Gundersen Health System of La Crosse, Wis., is the lead investor in the $34 million equity-capital round announced this week by St. Paul-based Recombinetics, which uses gene editing to help breed better livestock and find cures to human diseases.

Gundersen, which operates in Wisconsin, southeastern Minnesota and Iowa, has taken three seats on the reconstituted board of Recombinetics.

"Gundersen is the perfect strategic partner for Recombinetics because they are at the leading edge of health care delivery and medical innovation and share our commitment to investing in breakthroughs to improve human health," Recombinetics CEO Tammy Lee said in a statement.

"With significant investment capital now focused on new human therapies, we can also allocate resources to our precision-breeding business, Acceligen, to create new partnerships and expand existing contracts with global genetics companies to improve animal health and welfare."

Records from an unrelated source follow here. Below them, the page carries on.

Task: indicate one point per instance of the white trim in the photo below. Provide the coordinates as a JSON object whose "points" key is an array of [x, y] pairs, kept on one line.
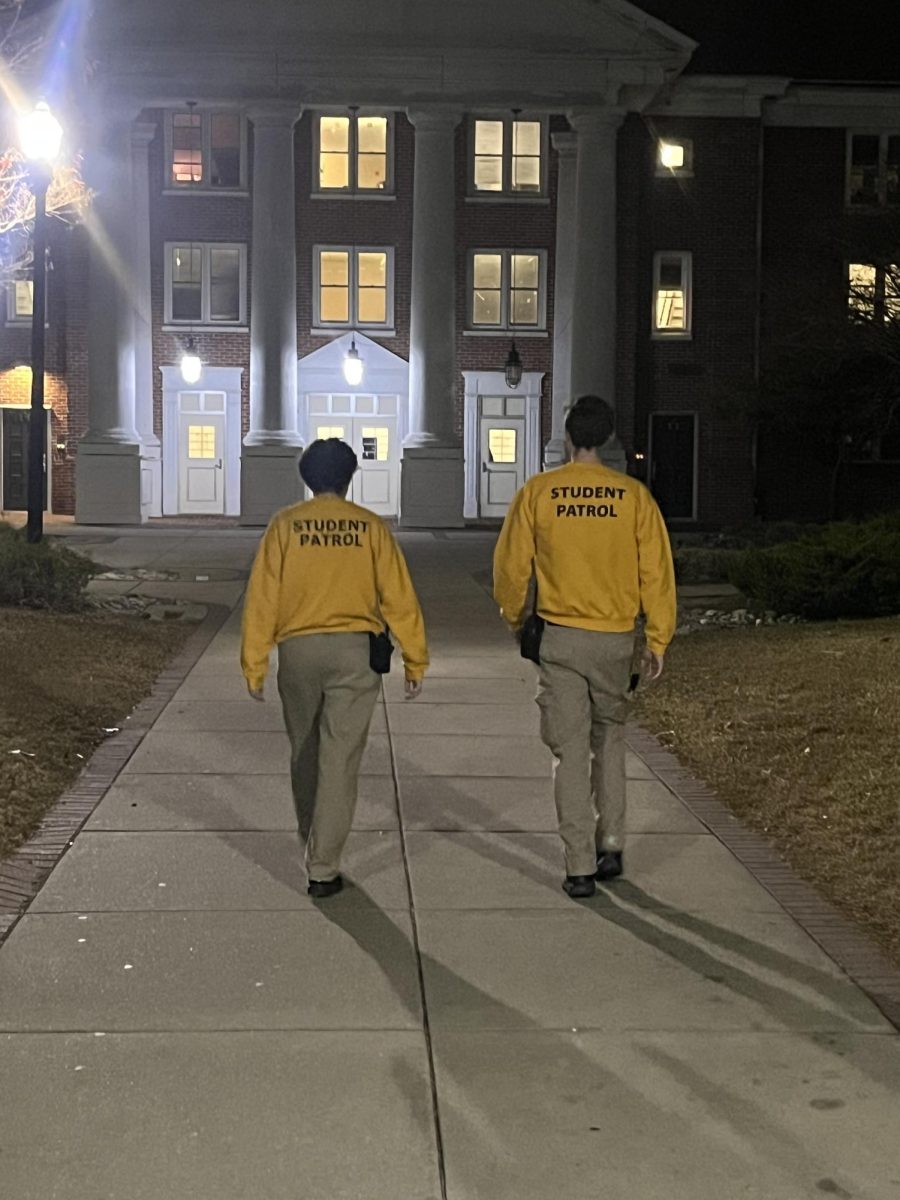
{"points": [[675, 335], [204, 319], [507, 193], [493, 383], [353, 190], [504, 325], [223, 379], [329, 328], [676, 412], [204, 187]]}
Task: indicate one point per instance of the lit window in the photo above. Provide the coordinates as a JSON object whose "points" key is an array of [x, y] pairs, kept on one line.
{"points": [[205, 150], [874, 292], [508, 289], [675, 156], [354, 286], [502, 445], [508, 156], [354, 154], [672, 294], [873, 169], [205, 283]]}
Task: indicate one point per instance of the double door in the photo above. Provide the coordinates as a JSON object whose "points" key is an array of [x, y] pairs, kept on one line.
{"points": [[375, 441]]}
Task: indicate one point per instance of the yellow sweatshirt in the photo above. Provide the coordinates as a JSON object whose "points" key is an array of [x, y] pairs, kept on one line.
{"points": [[598, 546], [329, 567]]}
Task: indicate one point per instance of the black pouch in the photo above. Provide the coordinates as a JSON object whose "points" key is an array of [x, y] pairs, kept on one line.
{"points": [[529, 639], [381, 648]]}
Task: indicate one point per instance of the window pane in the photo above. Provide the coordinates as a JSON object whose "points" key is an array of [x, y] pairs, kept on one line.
{"points": [[334, 151], [225, 283], [525, 307], [186, 279], [502, 444], [371, 171], [186, 148], [487, 270], [24, 298], [489, 138], [372, 135], [864, 171], [526, 270], [335, 267], [226, 150]]}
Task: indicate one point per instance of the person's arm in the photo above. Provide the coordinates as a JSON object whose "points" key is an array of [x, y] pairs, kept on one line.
{"points": [[400, 604], [261, 609], [514, 562], [657, 581]]}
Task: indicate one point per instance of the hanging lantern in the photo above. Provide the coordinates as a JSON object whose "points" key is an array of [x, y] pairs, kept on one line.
{"points": [[513, 370], [353, 366], [191, 363]]}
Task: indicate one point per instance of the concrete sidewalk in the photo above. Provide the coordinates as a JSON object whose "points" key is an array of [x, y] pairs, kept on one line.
{"points": [[180, 1021]]}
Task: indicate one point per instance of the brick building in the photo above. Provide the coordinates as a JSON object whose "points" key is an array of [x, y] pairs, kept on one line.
{"points": [[576, 179]]}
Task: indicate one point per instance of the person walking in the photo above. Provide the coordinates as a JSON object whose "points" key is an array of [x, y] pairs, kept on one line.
{"points": [[595, 544], [327, 580]]}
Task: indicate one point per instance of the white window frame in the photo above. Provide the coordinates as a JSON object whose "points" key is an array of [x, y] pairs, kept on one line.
{"points": [[204, 319], [204, 187], [673, 335], [353, 189], [507, 195], [504, 327], [882, 179], [353, 285], [684, 172]]}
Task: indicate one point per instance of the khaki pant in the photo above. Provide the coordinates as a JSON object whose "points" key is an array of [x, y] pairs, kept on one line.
{"points": [[328, 693], [583, 702]]}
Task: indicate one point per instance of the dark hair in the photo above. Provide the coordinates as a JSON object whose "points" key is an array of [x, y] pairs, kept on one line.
{"points": [[589, 423], [328, 466]]}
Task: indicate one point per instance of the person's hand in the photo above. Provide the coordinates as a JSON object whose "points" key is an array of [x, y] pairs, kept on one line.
{"points": [[652, 665]]}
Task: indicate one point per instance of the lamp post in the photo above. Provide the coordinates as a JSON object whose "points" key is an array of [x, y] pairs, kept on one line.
{"points": [[40, 137]]}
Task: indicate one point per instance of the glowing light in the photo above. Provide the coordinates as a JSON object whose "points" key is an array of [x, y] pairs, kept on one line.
{"points": [[40, 135], [353, 367]]}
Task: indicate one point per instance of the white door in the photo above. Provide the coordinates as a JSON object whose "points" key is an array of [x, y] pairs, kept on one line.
{"points": [[202, 462], [375, 439], [502, 463]]}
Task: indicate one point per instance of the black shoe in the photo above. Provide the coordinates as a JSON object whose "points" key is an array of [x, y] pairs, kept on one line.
{"points": [[609, 865], [319, 889], [580, 887]]}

Gundersen's CEO, Dr. Scott Rathgaber, said the investment fits its mission "to ensure we are prepared for future medical advances, like regenerative medicine, while maintaining our reputation as an industry leader in patient care and experience."

Recombinetics founder Scott Fahrenkrug, the largest individual shareholder and a former University of Minnesota genomics professor, will remain on the board. No one owns more than 50 percent of the stock following the most recent round of equity financing.

Gundersen is the single-largest institutional investor in Recombinetics. Rathgaber will join the Recombinetics board.

Gundersen has made similar, multimillion-dollar investments in Logistics Health, Quartz Health Solutions Inc., clean energy projects, critical-access hospitals and the Ashley Wellness Center.

Recombinetics calls itself an "oinkubator" because it uses pigs to produce therapeutic cells, tissues and organs for animals and, eventually, humans. The fresh capital should help Recombinetics bring its products to market.

The company has three businesses: Acceligen, which uses breeding to enhance health and productivity in animals and aquaculture; Surrogen, which produces gene-edited "swine models" of human diseases for biomedical research; and Regenevida, which develops human regenerative products, such as cells and organs for transplantation to humans.

The 37-employee company previously had raised $27 million from individual investors dating to its founding in 2008.

Lee said Recombinetics is "forecasting several million in revenue for 2018, a combination of pig sales, development contracts and grants."